Lay sister Yulia Kostukevich
As we marked our twentieth birthday last summer, we invited some of our sisters of charity who have been with us from the very beginning to share first-hand their memories of our first years and of some of the most important moments in our life. Our sisters have responded with great enthusiasm. Their accounts have been included in a series of narrations titled “Reliving the history of St. Elisabeth Convent”. Today, we hear the story of the first narrator, Yulia Kostukevich, which she told a group of visitors while giving a guided tour of the Convent on its 20th anniversary.

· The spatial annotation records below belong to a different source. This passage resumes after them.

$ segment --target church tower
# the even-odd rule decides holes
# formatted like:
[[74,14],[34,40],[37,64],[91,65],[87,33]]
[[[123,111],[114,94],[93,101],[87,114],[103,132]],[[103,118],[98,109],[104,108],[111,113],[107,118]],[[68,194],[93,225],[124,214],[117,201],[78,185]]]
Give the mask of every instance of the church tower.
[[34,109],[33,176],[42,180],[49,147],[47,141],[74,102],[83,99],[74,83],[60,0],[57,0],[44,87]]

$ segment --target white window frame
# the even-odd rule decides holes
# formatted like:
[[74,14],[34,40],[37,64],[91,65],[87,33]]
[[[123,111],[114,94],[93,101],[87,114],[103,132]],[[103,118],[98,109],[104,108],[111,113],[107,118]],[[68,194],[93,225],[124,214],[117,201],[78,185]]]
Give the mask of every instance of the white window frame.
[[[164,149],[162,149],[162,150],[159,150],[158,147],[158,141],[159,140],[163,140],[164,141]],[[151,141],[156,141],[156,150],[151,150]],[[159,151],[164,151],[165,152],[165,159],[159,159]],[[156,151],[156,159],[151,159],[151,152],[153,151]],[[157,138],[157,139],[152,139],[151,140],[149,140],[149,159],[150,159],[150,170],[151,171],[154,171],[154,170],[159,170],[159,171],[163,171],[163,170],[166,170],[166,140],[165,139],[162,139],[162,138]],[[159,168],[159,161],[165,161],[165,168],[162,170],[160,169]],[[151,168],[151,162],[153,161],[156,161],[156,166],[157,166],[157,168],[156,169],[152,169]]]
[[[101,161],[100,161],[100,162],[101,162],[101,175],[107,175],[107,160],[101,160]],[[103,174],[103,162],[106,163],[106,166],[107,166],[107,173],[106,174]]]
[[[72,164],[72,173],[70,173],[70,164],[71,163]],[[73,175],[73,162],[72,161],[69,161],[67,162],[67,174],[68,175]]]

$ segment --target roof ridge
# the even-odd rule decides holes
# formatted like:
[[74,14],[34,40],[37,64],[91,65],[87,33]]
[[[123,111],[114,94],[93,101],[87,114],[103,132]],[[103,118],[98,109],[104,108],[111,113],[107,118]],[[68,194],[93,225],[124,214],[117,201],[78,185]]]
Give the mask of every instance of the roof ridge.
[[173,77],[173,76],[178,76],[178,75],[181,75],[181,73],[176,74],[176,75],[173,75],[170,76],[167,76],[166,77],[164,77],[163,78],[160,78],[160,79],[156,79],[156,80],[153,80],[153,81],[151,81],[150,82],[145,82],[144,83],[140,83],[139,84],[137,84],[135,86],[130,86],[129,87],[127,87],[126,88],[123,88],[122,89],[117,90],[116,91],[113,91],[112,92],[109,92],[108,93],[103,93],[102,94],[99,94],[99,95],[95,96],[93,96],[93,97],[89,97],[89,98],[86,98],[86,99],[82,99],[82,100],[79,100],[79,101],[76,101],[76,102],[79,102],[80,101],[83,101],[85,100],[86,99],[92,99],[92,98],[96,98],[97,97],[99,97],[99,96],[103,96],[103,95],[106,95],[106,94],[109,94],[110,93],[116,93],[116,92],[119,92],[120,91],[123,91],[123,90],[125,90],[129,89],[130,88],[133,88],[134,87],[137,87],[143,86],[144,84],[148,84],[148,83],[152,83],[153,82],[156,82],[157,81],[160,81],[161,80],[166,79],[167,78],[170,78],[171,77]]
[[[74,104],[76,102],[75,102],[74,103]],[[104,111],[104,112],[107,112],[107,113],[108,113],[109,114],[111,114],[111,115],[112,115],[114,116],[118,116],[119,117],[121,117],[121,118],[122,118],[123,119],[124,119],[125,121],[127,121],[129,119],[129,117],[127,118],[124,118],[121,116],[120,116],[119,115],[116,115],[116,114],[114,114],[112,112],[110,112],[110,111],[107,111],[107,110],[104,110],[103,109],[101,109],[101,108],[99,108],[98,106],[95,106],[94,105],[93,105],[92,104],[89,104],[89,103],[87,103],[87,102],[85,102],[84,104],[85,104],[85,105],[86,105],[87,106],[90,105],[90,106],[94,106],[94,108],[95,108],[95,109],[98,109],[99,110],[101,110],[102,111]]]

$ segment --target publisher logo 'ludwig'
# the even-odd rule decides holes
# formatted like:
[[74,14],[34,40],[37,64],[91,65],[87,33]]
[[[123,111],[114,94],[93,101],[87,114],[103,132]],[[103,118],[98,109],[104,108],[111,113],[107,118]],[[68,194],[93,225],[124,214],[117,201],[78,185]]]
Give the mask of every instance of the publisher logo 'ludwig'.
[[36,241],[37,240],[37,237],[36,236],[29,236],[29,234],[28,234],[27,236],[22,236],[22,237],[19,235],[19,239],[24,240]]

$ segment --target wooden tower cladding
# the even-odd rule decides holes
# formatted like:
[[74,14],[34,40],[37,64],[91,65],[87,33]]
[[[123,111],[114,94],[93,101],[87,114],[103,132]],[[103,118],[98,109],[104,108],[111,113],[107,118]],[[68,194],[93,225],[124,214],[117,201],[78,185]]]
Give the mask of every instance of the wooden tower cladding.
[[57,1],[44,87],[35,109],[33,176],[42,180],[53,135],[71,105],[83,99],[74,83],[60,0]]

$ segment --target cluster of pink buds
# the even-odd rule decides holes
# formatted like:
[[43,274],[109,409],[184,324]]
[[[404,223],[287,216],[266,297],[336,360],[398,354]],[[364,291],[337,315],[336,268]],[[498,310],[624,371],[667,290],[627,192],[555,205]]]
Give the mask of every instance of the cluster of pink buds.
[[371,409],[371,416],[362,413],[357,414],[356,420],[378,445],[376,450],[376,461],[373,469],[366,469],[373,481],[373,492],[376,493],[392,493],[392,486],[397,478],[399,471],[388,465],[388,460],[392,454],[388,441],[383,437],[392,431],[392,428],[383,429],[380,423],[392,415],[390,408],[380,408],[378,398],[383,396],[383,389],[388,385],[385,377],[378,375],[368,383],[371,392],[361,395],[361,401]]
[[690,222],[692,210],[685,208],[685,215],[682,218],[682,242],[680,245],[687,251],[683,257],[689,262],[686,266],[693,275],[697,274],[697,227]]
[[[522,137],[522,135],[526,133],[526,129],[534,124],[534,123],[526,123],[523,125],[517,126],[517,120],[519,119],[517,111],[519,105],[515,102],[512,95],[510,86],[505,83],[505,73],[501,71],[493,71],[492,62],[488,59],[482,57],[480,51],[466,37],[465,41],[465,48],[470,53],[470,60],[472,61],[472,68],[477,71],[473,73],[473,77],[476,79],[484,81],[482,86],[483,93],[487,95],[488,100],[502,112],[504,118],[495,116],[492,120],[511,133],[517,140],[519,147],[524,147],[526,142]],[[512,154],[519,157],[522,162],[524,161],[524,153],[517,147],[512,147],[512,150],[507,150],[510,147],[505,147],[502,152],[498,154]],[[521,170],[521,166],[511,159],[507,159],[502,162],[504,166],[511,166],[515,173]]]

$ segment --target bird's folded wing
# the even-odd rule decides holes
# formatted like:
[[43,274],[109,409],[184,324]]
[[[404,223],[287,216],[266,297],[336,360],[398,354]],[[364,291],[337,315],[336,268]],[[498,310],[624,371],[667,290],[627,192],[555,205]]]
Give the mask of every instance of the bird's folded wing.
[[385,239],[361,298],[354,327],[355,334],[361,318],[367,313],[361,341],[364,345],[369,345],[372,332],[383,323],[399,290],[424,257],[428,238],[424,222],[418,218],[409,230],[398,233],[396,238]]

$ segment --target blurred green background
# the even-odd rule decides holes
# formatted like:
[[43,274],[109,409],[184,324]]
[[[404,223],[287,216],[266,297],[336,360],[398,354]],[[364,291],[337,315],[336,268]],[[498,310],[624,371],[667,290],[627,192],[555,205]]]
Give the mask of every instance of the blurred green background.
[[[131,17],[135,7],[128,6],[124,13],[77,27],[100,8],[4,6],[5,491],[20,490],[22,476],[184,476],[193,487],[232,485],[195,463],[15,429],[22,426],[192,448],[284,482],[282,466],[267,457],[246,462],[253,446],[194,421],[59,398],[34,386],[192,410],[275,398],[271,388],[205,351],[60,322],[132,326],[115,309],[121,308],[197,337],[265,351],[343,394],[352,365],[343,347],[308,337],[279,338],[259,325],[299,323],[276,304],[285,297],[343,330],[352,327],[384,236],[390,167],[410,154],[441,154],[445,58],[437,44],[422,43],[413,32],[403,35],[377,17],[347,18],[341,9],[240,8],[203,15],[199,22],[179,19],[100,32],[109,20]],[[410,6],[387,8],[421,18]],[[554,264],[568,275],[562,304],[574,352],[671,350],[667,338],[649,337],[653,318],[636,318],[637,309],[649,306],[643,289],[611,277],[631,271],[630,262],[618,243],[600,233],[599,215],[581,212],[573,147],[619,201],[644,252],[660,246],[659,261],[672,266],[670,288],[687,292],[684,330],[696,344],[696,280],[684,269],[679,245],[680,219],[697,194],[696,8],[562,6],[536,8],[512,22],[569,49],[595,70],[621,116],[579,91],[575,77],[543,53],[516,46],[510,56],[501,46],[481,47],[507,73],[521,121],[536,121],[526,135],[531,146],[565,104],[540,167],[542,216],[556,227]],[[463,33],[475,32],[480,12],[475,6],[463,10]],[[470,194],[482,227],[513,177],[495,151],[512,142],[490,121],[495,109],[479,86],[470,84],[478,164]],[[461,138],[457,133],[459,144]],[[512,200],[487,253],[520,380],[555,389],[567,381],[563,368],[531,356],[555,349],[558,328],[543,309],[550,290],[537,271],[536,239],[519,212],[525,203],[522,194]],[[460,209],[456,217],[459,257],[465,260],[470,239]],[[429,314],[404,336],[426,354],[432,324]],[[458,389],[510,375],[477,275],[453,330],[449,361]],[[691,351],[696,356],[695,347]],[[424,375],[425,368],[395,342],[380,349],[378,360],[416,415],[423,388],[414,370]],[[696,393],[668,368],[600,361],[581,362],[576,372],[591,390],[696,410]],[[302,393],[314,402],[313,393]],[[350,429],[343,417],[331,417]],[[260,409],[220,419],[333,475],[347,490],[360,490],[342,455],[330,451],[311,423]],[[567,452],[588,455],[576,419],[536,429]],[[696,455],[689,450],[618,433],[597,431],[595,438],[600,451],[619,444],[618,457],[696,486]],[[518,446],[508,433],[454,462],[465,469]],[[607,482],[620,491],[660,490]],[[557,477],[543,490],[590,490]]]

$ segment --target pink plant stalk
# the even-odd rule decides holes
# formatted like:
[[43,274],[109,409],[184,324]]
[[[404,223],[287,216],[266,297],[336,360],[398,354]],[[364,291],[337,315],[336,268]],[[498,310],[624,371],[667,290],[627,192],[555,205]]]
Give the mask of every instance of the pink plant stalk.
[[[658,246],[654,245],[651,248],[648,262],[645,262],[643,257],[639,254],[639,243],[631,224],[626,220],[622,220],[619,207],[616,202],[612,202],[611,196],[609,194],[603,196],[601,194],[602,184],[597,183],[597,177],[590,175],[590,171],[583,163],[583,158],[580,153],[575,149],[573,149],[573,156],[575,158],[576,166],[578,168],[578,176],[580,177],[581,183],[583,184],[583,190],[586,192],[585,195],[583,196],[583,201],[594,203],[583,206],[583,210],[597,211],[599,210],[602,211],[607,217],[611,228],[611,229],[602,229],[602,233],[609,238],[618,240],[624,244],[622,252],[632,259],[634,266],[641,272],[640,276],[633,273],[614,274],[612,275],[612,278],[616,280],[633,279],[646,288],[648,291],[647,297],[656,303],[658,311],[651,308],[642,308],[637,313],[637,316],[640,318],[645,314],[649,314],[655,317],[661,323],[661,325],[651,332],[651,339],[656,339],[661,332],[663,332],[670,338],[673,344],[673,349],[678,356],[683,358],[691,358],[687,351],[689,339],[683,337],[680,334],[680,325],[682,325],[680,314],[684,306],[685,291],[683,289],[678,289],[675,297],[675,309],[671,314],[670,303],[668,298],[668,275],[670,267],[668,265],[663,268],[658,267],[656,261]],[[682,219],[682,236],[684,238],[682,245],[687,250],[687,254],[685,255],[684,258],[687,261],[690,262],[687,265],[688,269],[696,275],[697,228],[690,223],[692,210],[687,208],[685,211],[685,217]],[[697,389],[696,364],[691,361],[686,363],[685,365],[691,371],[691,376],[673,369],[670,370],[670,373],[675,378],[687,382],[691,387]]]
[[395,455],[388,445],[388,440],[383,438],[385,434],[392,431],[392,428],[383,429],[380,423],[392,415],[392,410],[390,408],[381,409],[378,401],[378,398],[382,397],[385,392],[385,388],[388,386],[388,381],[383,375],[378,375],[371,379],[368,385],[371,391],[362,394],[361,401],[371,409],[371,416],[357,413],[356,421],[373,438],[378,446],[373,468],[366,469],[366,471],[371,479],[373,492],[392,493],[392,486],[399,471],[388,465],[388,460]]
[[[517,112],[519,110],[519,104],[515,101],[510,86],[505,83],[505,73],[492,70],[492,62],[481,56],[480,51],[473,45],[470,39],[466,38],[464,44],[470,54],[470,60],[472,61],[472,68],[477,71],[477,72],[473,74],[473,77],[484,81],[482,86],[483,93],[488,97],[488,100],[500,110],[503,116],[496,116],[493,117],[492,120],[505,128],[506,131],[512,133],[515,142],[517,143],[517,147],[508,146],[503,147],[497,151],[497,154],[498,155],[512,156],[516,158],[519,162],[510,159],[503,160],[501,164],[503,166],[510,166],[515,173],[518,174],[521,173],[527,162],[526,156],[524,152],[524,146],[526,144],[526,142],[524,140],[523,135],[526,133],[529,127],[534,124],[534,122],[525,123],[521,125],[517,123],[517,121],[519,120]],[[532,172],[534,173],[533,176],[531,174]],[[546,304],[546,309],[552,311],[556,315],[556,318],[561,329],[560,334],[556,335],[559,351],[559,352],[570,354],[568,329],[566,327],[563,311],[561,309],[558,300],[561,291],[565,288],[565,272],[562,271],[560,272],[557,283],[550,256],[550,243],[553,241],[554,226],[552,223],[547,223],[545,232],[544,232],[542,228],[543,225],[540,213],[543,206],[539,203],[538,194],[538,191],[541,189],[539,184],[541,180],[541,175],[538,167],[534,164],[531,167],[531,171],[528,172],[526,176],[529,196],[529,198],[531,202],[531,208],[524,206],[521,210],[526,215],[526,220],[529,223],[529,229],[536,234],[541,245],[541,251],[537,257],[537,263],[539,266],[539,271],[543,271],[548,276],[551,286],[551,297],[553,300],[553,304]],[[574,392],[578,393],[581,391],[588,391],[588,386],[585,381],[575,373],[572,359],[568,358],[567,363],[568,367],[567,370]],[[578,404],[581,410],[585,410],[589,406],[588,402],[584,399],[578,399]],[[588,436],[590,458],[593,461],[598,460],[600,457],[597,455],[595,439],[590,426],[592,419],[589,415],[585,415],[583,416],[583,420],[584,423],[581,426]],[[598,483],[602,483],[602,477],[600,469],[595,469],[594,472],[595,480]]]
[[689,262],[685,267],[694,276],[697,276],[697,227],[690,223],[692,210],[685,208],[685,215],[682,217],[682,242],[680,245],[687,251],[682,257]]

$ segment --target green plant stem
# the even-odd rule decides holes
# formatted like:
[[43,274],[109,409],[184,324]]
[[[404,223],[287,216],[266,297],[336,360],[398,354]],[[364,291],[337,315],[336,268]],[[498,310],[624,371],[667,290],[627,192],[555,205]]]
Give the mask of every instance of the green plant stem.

The meetings of the sisterhood used to take place at the Cathedral of Sts. Peter and Paul. We were sitting at our desks in a small room, listening to the inspirational speech of the young Father Andrey Lemeshonok. “Yes, my dear sisters. We are going to build churches and a convent,” he exclaimed, his eyes gleaming with the light of Heaven.
Father Andrew Lemeshonok
As I was hearing this, I was sad with disbelief. I was thinking about my job, and about my obediences in two wards. How am I ever going to build a convent? I looked at Mother Anfisa (she was then going by the name Anna) and imagined the two of us pushing forward a wheelbarrow loaded with cement. I thought to myself: “What a wonderful idea; and Father Andrey is so great. He has got so many good things going. How can he be so deluded?
My mind rejected every word I heard, but at heart, I was calm and confident that things would be exactly as he said. This contrast between what the mind can accept and the heart saying “Amen” has been present throughout our Convent’s history.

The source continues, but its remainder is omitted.